Corrine it's not you that's fucked, it's the world. It seems like everybody on earth will say that, but when it comes down to it, whos got the guts to do something about. No one. Fucking goddamn cattle, I wish there were a hundred Auscwitz's for all the goddamned stupid people, christians, moroms, muslims and whatever the fuck else. Kill em all, they're wrecking the gene pool.


Submitted by Jack_McCallum (user info) at 2005-01-28 21:06:41 EST (#)
Ranking: 2


Medicate less. Write more. Get things out of your system.

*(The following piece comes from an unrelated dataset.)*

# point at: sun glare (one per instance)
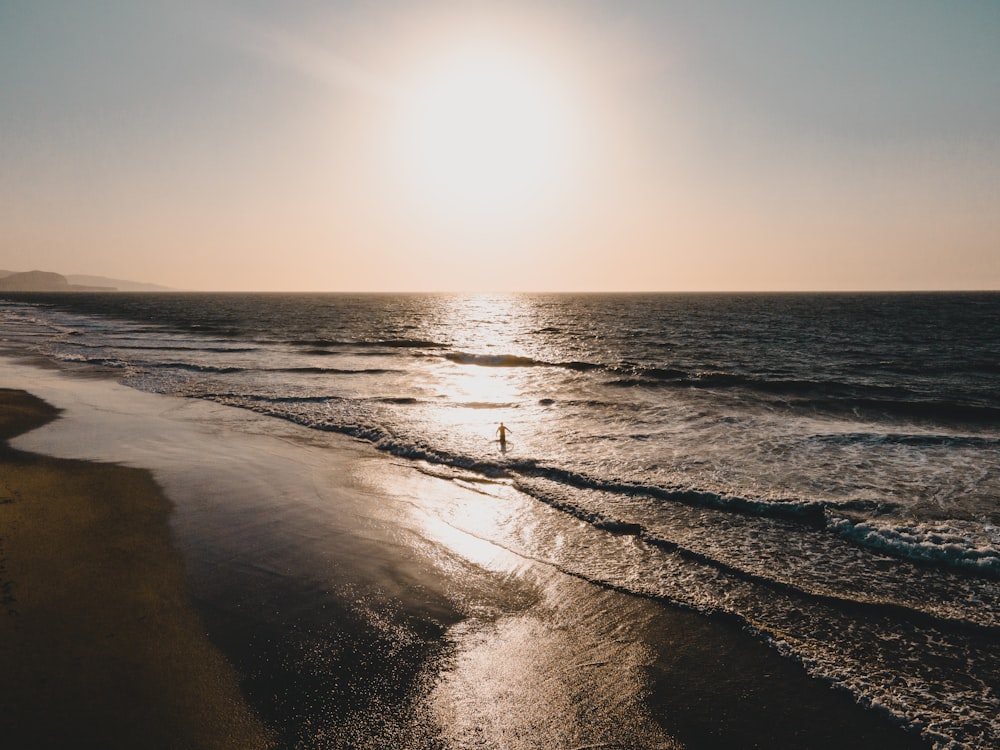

And if the hair goes, remember that some guys find bald chicks hot.



Submitted by corn_nugget (user info) at 2005-01-28 20:49:59 EST (#)
Ranking: 0

oh, to clarify on the hairloss issue. I still HAVE hair, but a little at a time is always falling out, so my hair looks perfectly normal, but then if you get up close on a day that I forget to put gel or moouse in it, you can see the fuzzies.

I swear, I'm not bald.


Apu: You look familiar, sir. Are you on the television or something?

Homer: Sorry, buddy. You got me confused with Fred Flintstone.